News and analysis
July 02, 2015

$32-Billion Pledge by Saudi Prince Reflects Gateses’ Influence

Fayez Nureldine, AFP, Getty Images

Saudi Arabia's billionaire Prince al-Waleed bin Talal gestures during a press conference in the Saudi capital, Riyadh, on July 1, 2015. Prince al-Waleed pledged his entire $32-billion fortune to charitable projects over the coming years.

Riyadh is 7,400 miles and a world away from Seattle, and yet a Saudi prince repeatedly invoked the name Bill Gates this week when he pledged his entire $32-billion fortune to charity.

"We need to announce such things," Prince al-Waleed bin Talal said, explaining his decision to go public. The role models for philanthropy "are really the big entities in the United States" such as the Bill & Melinda Gates Foundation, he said. He also cited Warren Buffett, who has pledged his wealth to the Gates foundation.

Speaking to reporters on Wednesday, the 60-year-old prince said he had been in touch with Bill Gates and that the Microsoft co-founder and philanthropist commended his decision. The Saudi and the American philanthropists are already collaborating on an effort to eradicate polio, among other things, the prince noted.

His foundation, Alwaleed Philanthropies, will focus on empowering women and youths, providing disaster relief, eradicating disease, and bridging cultures both inside and beyond the Arab world. The work will be conducted in communities regardless of religion, a decision the prince defended more than once during his news conference.

He described the timeline for his philanthropy as "open-ended" and said he is in good health. His two adult children support his decision, he said.

"I am a Muslim, I am an Arab, and I am a Saudi. And maybe this is the first big such announcement," said Prince al-Waleed. "If this is an inducement, an incentive for others in our region, our nation, and others worldwide to contribute to that cause, sobeit. I like that."

'A Very Big Deal'

The size and areas of focus on the prince’s announcement make it a "very big deal," said Jane Wales, a vice president at the Aspen Institute focusing on philanthropy and social innovation. And it speaks to the Gates­es and Warren Buffett as standard-bearers.

"The only difference between him and others is he is saying it," Ms. Wales said. "I think it would be hard to overestimate the impact of those three in thinking about philanthropy around the world."

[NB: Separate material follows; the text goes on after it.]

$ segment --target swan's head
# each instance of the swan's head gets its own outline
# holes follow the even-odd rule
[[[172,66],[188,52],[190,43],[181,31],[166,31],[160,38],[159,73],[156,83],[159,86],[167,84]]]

Last month, 10 individuals and families joined the Giving Pledge, an effort launched in 2010 by Bill and Melinda Gates and Mr. Buffett to get the uber-rich to give away at least half their wealth to good causes. The number of people participating in the Giving Pledge stands at 137.

The Gateses and Mr. Buffett have succeeded in "legitimizing the whole endeavor of philanthropy in the eyes of people around the world," Ms. Wales said.

Ms. Wales recounted Prince al-Waleed’s attendance at the 2012 Global Philanthropy Forum conference, which she founded. He went directly on to the Gates foundation offices in Seattle, she said, part of a sort of philanthropy tour he was doing at time.

“Prince al-Waleed’s generous commitment promises to significantly extend the great work that his foundation is already doing," Bill Gates said Thursday in an email to The Chronicle. "His gift is an inspiration to all of us working in philanthropy around the world.”

Spent 3 Years Preparing

Prince al-Waleed, nephew of Saudi King Salman, made his fortune as the founder of Kingdom Holding Company, which controls billions of dollars worth of investments in real estate and media and entertainment, among other industries.

The prince said he and his team spent three years researching and preparing for this week’s announcement. Alwaleed Philanthropies has already given away about $3.5 billion during the past 35 years, or an average of about $100 million a year, the prince said. The new strategy will accelerate his giving and "injects the element of institutionalization into the process," he said.

The prince’s foundation has 10 staff members, all of them women. He is a vocal proponent of women’s rights in a country where they are barred from many activities, including driving.

Having a member of the Saudi royal family advocate on behalf of women "matters hugely," said Ms. Wales.

"He, too, is a leader who sends signals," Ms. Wales said. "He is a highly respected individual in his own society, so he is signaling the importance and legitimacy of working to advance the status of women and girls and the opportunities available to them."